In the time of Yeats
World War I was a huge cultural trauma. In its wake people did sense that modernity was leading to insanity. What’s been realized since is that the roots of the insanity go much deeper than might have been thought in 1920. And the inertia is much stronger.
So it was logical that Fredy started Against Leviathan with Yeats:
This is barbarism! Isn’t it a public secret? Hasn’t it always been the big public secret?
It remains a secret. It is publicly known but not avowed. Publicly the wilderness is elsewhere, barbarism is abroad, savagery is on the face of the other. We’re on the side with the angels.
A shape with lion body and the head of a man,
A gaze blank and pitiless as the sun,
Is moving its slow thighs . . .
. . . is moving its slow thighs against the projected wilderness, against the reflected barbarism, against the savage face that looks out of the pond, its motion emptying the pond, rending its banks, leaving an arid crater where there was life.
In a wonderfully lucid book titled Beyond Geography, a book which also goes beyond history, beyond technology, beyond civilization, Frederick W. Turner (not to be confused with Frederick Jackson Turner, the frontiersman’s advocate) draws the curtain and floods the stage with light.
Others drew the curtain before Turner; they’re the ones who made the secret public: Toynbee, Drinnon, Jennings, Camatte, Debord, Zerzan among contemporaries whose lights I’ve borrowed; Melville, Thoreau, Blake, Rousseau, Montaigne, Las Casas among predecessors; Lao Tze as long ago as written memory can reach.
Turner borrows the lights of human communities beyond civilization’s ken to see beyond geography. He sees with the eyes of the dispossessed of this once beautiful world that rests on a turtle’s back, this double continent whose ponds emptied, whose banks were rent, whose forests became arid craters from the day it was named America.
. . . a vast image out of Spiritus Mundi
Troubles my sight . . .
Focusing on the image, Yeats asked,
And what rough beast, its hour come round at last,
Slouches toward Bethlehem to be born?
The vision is as clear to Turner as it was to Yeats:
The darkness drops again; but now I know
That twenty centuries of stony sleep
Were vexed to nightmare by a rocking cradle.
* * * *
Seers of old returned to share their visions with their communities, just as women shared their corn and men their hunt.
But now there is no community. The very memory of community is a fogged image out of Spiritus Mundi.

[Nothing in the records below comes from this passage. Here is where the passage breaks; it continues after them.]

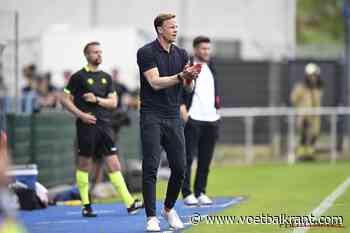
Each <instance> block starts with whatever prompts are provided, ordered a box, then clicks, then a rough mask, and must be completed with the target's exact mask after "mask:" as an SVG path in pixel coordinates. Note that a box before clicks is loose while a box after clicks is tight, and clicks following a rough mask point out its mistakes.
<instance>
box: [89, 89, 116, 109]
mask: <svg viewBox="0 0 350 233" xmlns="http://www.w3.org/2000/svg"><path fill="white" fill-rule="evenodd" d="M83 98H84V99H85V101H87V102H90V103H96V104H98V105H100V106H101V107H103V108H109V109H114V108H116V107H117V104H118V97H117V94H116V93H115V92H113V93H110V94H108V97H107V98H101V97H97V96H95V95H94V94H93V93H91V92H89V93H86V94H84V95H83Z"/></svg>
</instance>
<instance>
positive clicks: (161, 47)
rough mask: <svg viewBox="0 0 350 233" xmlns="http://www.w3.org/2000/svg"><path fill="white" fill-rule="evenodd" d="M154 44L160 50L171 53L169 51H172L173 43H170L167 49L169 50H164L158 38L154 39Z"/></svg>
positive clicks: (156, 47)
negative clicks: (169, 49)
mask: <svg viewBox="0 0 350 233" xmlns="http://www.w3.org/2000/svg"><path fill="white" fill-rule="evenodd" d="M154 44H155V46H156V48H157V49H158V50H159V51H160V52H165V53H169V54H171V53H172V52H173V50H174V49H173V44H170V50H169V52H168V51H166V50H165V49H164V48H163V46H162V45H161V44H160V42H159V40H158V38H157V39H156V40H155V41H154Z"/></svg>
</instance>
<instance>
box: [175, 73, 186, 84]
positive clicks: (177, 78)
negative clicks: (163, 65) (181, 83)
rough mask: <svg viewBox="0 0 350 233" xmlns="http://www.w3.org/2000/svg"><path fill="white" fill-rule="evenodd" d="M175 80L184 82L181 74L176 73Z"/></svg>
mask: <svg viewBox="0 0 350 233" xmlns="http://www.w3.org/2000/svg"><path fill="white" fill-rule="evenodd" d="M176 78H177V79H178V80H179V81H180V82H182V81H183V80H184V78H183V77H182V75H181V73H178V74H177V75H176Z"/></svg>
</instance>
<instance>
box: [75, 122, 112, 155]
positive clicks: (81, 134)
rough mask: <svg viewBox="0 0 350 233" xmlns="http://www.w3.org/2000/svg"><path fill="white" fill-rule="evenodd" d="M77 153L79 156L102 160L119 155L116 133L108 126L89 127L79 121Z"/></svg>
mask: <svg viewBox="0 0 350 233" xmlns="http://www.w3.org/2000/svg"><path fill="white" fill-rule="evenodd" d="M76 127H77V142H78V143H77V144H78V145H77V146H78V148H77V152H78V155H79V156H83V157H88V158H95V159H96V158H100V157H102V156H109V155H115V154H117V153H118V149H117V146H116V145H115V141H116V140H115V138H116V137H115V133H114V131H113V129H112V127H111V126H109V125H107V124H96V125H88V124H85V123H84V122H82V121H80V120H77V122H76Z"/></svg>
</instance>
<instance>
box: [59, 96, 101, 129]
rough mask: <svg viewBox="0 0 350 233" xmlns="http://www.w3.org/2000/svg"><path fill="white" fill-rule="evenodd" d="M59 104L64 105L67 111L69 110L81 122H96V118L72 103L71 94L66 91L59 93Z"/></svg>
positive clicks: (91, 123)
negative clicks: (78, 107) (75, 116)
mask: <svg viewBox="0 0 350 233" xmlns="http://www.w3.org/2000/svg"><path fill="white" fill-rule="evenodd" d="M60 100H61V104H62V105H63V107H65V108H66V109H67V110H68V111H69V112H71V113H72V114H73V115H74V116H76V117H78V118H80V119H81V120H82V121H83V122H85V123H87V124H96V118H95V117H94V116H93V115H91V114H88V113H84V112H82V111H81V110H80V109H78V108H77V107H76V106H75V104H74V103H73V96H72V95H70V94H68V93H63V94H62V95H61V98H60Z"/></svg>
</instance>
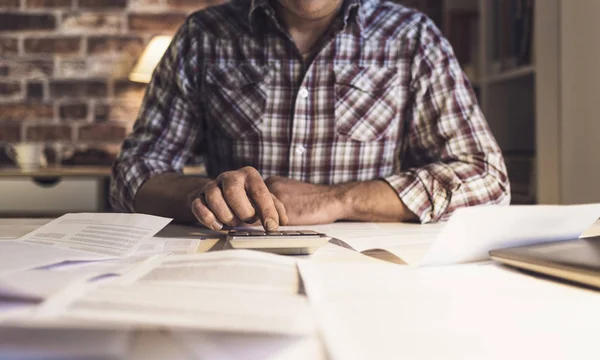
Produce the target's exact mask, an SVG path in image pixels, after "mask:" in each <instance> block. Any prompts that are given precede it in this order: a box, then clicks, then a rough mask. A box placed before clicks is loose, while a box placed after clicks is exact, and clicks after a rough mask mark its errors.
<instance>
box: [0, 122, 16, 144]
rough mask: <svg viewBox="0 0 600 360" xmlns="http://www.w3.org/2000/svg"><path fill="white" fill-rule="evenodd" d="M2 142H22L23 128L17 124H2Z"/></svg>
mask: <svg viewBox="0 0 600 360" xmlns="http://www.w3.org/2000/svg"><path fill="white" fill-rule="evenodd" d="M0 141H6V142H14V141H21V127H20V126H19V125H17V124H0Z"/></svg>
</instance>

The seers of now pour their vision on sheets of paper [he’s referring to academics who safely conform] on banks of arid craters where armored bullies stand guard [in the modern academy, re: upholding the conformist worldview of Western civilization] and demand the password, Positive Evidence. No vision can pass by their gates. The only song that passes is a song gone as dry and cadaverous as the fossils in the sands.
Turner, himself a guard, a professor, has the courage of a Bartolomé de Las Casas. He storms the gates, refuses to give the password, and he sings, he rants, he almost dances.
Of late, many have been storming the gates. Only recently, one [Solzhenitsyn] sang that the net of factories and mines was the Gulag Archipelago and all workers were zeks (namely conscripts, inmates, labor gang members). Another sang that the Nazis lost the war but their new order didn’t. Ranters are legion now. Is it about to rain? Is it the twilight of a new dawn? Or is it the twilight in which Minerva’s owl can see because day is all done?
Turner, Toynbee and others are focusing on the beast that is destroying the only known home of living beings.